At last, it looks like the future is finally here: the Cold War has officially made its way into space. Over the last few years, the world’s military superpowers have been bolstering their space combat capabilities, mainly centered around so-called “killer” satellites which have the ability to take out or commandeer enemy spacecraft. The threat of some new form of space combat is looming close enough for the U.S. military to create a new space command position, the Deputy Chief of Staff for Space Operations. Not to be outdone by its western rival, Russia just this week launched a mysterious new satellite believed to be part of the growing arms race in space.
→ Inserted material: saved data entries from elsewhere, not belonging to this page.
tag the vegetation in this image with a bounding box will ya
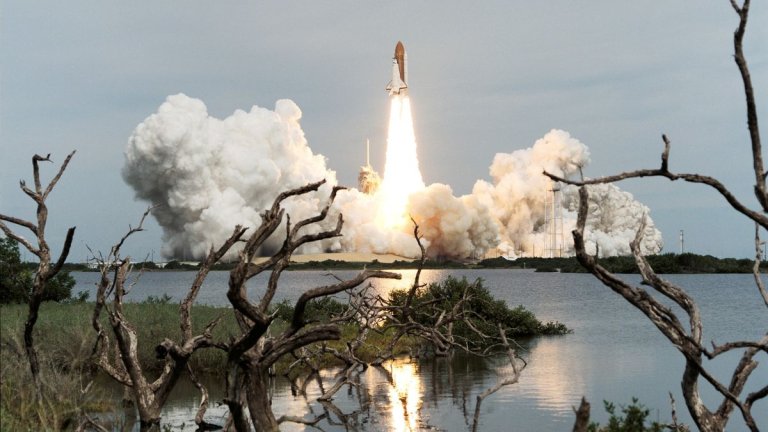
[0,237,76,304]
[389,276,569,347]
[0,298,421,428]
[588,398,665,432]
[0,341,111,432]
[480,253,765,274]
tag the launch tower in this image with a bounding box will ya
[545,181,565,258]
[358,139,381,194]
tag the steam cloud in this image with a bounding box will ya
[123,94,338,259]
[123,95,663,260]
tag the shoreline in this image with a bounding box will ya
[254,252,415,265]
According to RussianSpaceWeb.com, the satellite launched on June 23rd after a series of scrubbed attempts. The launch site was the Plesetsk Cosmodrome in Russia’s icy northwest near its border with Finland. A Soyuz-2-1v rocket carried the satellite over the Arctic and Canada, dropping its boosters into the Barents Sea along the way before entering a tight orbit around the north pole. Put this launch alongside other strange developments in the Arctic recently, and it’s becoming clear that the north pole could be the next big front in the new Cold War that’s brewing.
Russia’s state-owned Tass news agency reported the launch but kept the satellite’s purpose out of their reporting, noting only that the satellite, named Napryazhenie (“voltage”) is a Russian defense ministry satellite. Aerospace watchdog blogs believe the satellite is likely an instrument used to take geodetic measurements, which are a way of measuring the size and shape of Earth.
Why would Russia’s defense ministry be interested in charting the dimensions of the Earth, you ask? Why, to plot trajectories for intercontinental ballistic missiles, of course. What other purpose does technology serve other than to realize our mutually-assured destruction?